1935-36 Ludwig & Ludwig Silver Anniversary Black Beauty

By Mike Curotto



Hi all,

Here’s another snare that I was able to add to the collection...fresh from the 2015 Chicago Vintage Drum Show. I got this drum from Joe Luoma, he had one to spare so we sealed the deal over the phone 3 weeks prior to the Show and culminated the deal at the Show. Thanks goes to Joe for helping me to add another cool and very rare drum to my collection. Joe’s drums are always pristine so this was an easy cleaning.
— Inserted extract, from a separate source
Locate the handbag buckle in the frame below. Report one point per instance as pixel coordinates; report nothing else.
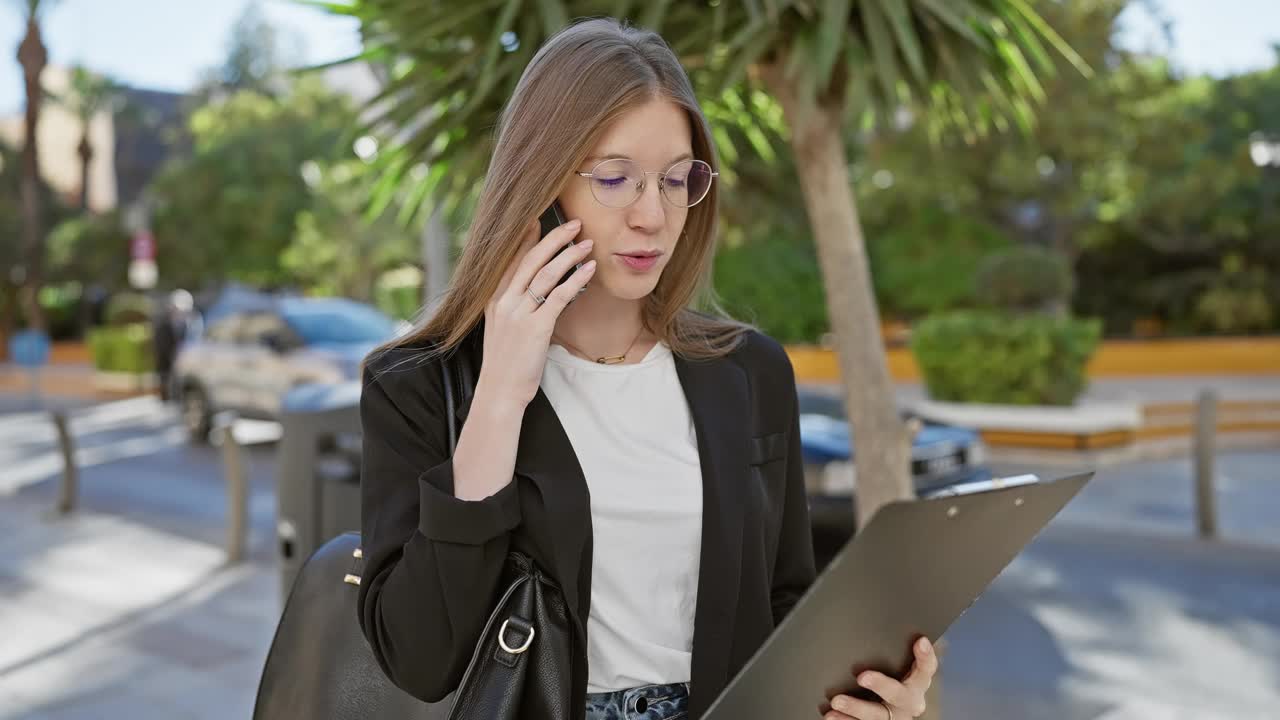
(502, 639)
The “sparse” later 1930s 10 pt. floral engraving pattern is clean and in good shape. The black nickel is also in good condition with some normal “freckling” that is to be expected on an 80 year old drum. I just gave the shell a minor cleaning with some lemon oil and all is good.


Around 1932 Ludwig changed their Artgold (bright copper plating /gold lacquer) DeLuxe hardware option to Classic Gold (brass plating/ yellow gold lacquer). The Classic Gold on this snare drum was in very good condition and only needed a basic cleaning. The threads on the tension rods needed the most cleaning. One side of one of the tapped Imperial lugs was stripped but my good friend Al Schneider, The Drum Doctor, did his magic with a 12-24 Heli-Coil and as I’ve mentioned before, do not let stripped “Anniversary” lugs be a deal killer, there is a fix, a 12-24 Heli-Coil is the correct fix.
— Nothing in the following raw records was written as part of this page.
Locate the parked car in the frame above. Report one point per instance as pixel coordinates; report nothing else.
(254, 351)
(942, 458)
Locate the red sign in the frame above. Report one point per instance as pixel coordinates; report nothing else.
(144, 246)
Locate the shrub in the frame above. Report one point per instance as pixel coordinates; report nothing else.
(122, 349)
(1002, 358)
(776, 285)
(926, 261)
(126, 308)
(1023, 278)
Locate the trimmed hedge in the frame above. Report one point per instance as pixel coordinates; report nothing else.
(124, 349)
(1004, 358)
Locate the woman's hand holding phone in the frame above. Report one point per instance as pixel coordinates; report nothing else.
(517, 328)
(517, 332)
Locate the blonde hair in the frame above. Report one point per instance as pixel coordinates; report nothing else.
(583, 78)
Of-the-era calf heads (note the tone control stamp on the top head) and James Snappi wires rounded out this simple cleaning.

Silver Anniversary Black Beauties are extremely rare, there are only 5 known at this writing and every one is different but I do realize that there is always the possibility that there are others out there. Be sure to weigh-in if you see or hear of another Silver Anniversary Black Beauty out there in vintage drum land.
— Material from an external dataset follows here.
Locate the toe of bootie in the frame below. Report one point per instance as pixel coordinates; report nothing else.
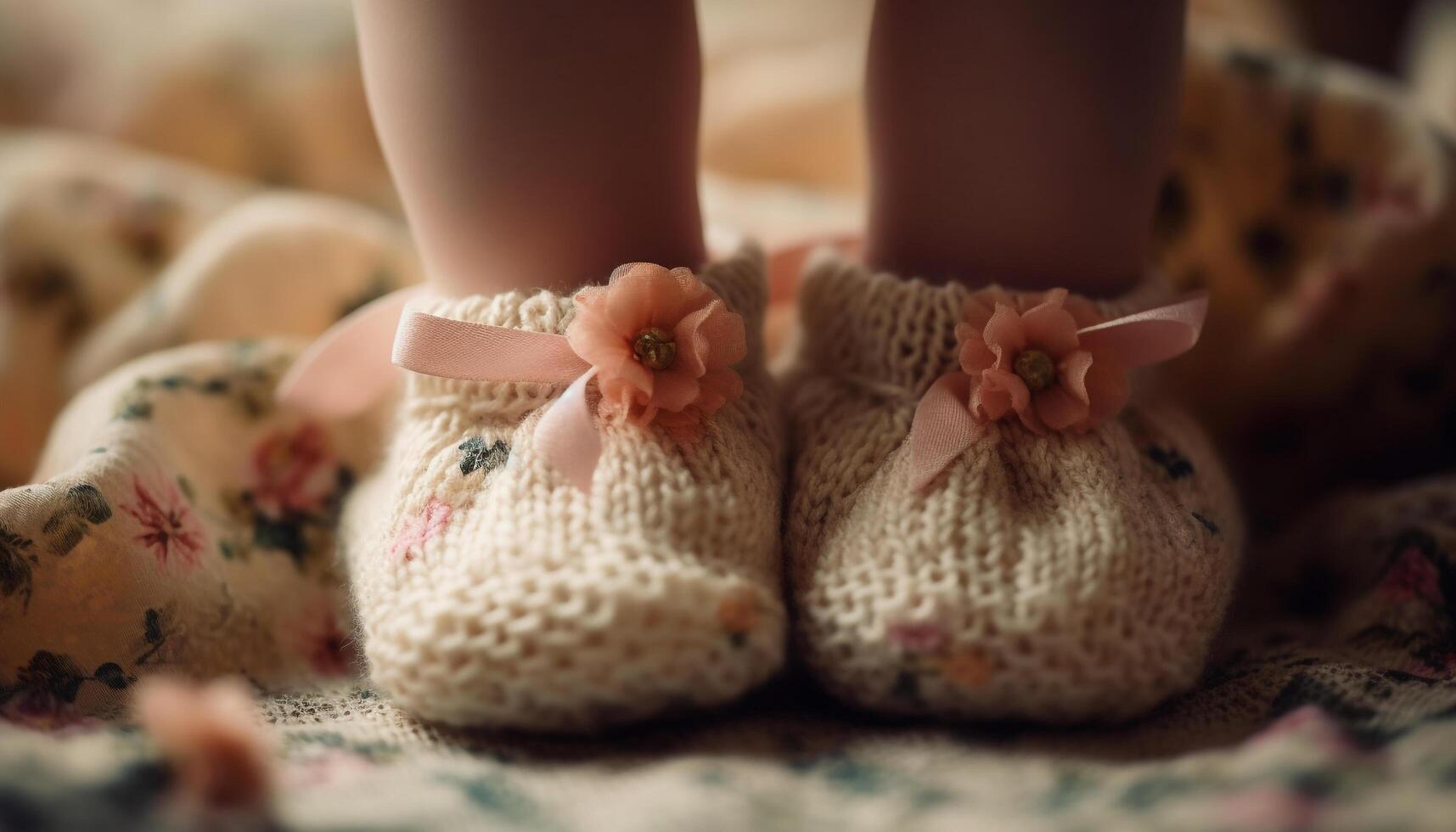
(1042, 575)
(494, 590)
Here’s a list of the 5 known Silver Anniversary Models:

  1. 5 x 14 gold plated Standard Model (Joe Luoma Collection)
  2. 5 x 14 gold plated Super-Ludwig Model (Joe Luoma Collection)
  3. 6.5 x 14 chrome plated Standard Model (Bun E. Carlos Collection)
  4. 4. 5 x 14 chrome plated Super-Sensitive Model (Mike Curotto Collection)
  5. 6.5 x 14 Classic Gold Standard Model (Mike Curotto Collection)



1929 5x14 Ludwig & Ludwig Rose Pearl Standard-Sensitive Model

 I love the Rose Pearl description by L&L: "Rose 'Pearl' is a red hot finish for red hot drummers. It has the zipp (sic), and the Pep, and is just what the collegiate chap has been looking for. Rose 'Pearl' looks best with DeLuxe rods....Prepare for that better job by getting a set of new Ludwig 'Pearl' drums.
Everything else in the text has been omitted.